When Medieval Europeans danced until they died
In 1278, a group of nearly 200 dancing Germans stomped, stamped and jostled the Maas bridge to pieces. There were deaths, injuries, and some full recoveries at the nearby chapel, dedicated to St. Vitus. The incident and aftermath helped earn such frenzied dance mobs as St. Vitus Dance, which was very appropriate not only for the proximity to the accident on the bridge, but also because the Vitus is the saint of both dancing and epileptics. While some people thought that perhaps the saint had actually cursed people to the wild gyrations that seemed to occupy the space between rhythmic and uncontrollable spasms, Vitus may be the one explanation that we can most easily rule out. Between the 14th and 17th centuries, Europe saw a number of outbreaks of manic dancing, but one single explanation has yet to be found for all of them.
Dance all night, and all day, and all week, and…
One of the most pronounced episodes of choreomania, or dancing mania, was in Strasbourg in July, 1518. Supposedly starting with a one Mrs. Troffea, who was seen dancing in the street for days on end. As one might expect, she attracted attention, and dance partners. Within a week, 34 other people were dancing continuously, although that number eventually grew to 400. After days without rest or nourishment, participants were suffering from injuries and exhaustion that lead to death in more than one instance. Reporting of the events seems sketchy, with strange details like dancers being enraged by the color red. Or sometimes black. Or acting like animals, or running naked. Or… well, the list goes on, especially if you start looking at similar outbreaks.
Diagnosis for dancing
It obviously warranted the interest of town authorities, who first ruled out supernatural causes (sorry, St. Vitus.) With doctors convinced it was some kind of physical malady, like “hot blood,” they thought the best course of action would be to actually keep the dancers going, possibly to get it out of their system. As such, musicians were hired to keep the beat, even if this sometimes meant more people would start dancing.
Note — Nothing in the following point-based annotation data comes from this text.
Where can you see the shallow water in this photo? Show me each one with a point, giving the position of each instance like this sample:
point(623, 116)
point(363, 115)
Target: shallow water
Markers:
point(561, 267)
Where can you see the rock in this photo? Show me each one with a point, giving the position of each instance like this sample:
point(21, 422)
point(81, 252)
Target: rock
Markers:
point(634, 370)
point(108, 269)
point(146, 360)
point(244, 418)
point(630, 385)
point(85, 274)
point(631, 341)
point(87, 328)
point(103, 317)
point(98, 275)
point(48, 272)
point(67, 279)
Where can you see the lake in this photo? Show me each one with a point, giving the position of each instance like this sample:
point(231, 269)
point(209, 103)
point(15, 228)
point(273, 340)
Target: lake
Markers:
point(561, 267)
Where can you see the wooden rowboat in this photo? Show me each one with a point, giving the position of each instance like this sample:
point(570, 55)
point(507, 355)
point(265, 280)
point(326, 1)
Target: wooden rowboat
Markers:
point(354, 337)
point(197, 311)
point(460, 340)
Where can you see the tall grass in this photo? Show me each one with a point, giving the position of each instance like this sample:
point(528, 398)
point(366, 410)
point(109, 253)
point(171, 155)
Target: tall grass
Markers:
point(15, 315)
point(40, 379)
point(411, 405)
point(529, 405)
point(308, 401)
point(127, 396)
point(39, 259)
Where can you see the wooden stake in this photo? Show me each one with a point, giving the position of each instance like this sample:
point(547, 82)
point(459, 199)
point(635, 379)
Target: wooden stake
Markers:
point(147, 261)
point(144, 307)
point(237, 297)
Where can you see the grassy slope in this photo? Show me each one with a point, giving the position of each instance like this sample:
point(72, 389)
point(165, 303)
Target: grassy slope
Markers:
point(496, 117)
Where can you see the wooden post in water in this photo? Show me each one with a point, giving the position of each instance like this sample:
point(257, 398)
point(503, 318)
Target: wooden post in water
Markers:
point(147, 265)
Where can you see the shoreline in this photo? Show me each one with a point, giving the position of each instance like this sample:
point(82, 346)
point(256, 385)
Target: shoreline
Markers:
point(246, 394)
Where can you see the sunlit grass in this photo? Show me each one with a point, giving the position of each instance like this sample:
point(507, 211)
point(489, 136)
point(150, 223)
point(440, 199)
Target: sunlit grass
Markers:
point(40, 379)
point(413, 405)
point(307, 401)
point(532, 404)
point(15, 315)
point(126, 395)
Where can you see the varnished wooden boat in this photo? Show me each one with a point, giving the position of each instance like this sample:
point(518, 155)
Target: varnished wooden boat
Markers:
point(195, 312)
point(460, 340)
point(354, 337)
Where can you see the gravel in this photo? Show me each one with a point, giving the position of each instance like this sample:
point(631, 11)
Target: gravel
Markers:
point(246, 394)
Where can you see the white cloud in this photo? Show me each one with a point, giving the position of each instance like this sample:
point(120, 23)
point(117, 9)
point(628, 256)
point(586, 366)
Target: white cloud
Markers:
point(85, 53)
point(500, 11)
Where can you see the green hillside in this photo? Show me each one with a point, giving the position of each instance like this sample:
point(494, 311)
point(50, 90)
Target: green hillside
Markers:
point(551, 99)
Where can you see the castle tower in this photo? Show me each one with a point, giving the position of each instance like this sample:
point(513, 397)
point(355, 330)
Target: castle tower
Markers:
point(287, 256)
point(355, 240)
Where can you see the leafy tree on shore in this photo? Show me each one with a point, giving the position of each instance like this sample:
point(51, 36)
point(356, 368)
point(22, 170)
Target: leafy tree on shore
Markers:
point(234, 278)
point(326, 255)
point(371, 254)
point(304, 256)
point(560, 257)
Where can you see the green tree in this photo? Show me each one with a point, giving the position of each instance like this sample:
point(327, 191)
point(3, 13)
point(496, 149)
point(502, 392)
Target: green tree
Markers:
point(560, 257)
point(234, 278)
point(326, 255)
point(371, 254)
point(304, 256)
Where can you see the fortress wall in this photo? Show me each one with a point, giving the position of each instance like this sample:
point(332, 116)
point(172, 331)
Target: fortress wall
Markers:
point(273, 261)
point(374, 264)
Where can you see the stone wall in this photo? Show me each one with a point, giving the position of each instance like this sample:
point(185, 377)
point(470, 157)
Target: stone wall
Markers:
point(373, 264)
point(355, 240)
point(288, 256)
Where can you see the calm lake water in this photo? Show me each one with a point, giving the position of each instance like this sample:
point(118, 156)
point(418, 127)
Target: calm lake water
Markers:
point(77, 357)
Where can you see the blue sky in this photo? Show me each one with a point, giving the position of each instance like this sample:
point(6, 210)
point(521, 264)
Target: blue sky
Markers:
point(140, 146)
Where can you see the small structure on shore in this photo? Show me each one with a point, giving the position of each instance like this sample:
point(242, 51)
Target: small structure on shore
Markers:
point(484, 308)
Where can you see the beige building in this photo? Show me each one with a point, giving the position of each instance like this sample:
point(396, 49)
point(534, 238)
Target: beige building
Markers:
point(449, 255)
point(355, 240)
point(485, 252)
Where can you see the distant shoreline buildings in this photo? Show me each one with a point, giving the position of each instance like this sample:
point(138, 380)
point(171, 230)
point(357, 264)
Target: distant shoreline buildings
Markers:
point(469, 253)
As Europe saw a number of outbreaks of dance mania, there have been enough variety in the details from each event that it’s hard to tie them all together. One likely cause of such outbreaks was fungus on grain causing ergot poisoning. While that might account for some of the symptoms, it wouldn’t cover everything the dancers supposedly did. Other options include that these events were connected to religious cults, spurred by the tension left by the Black plague in the 14th century. The fervor sparked by piety may have grown out of control, especially once exhaustion set in on possible worshipers. Beyond that, mental illness can’t be ruled out, either on a personal basis or as a form of mass hysteria. Or, of course, there’s always the option for a mix of causes bringing people together, some for fun, some for a sense of belonging and some suffering from an emotional or physiological malady.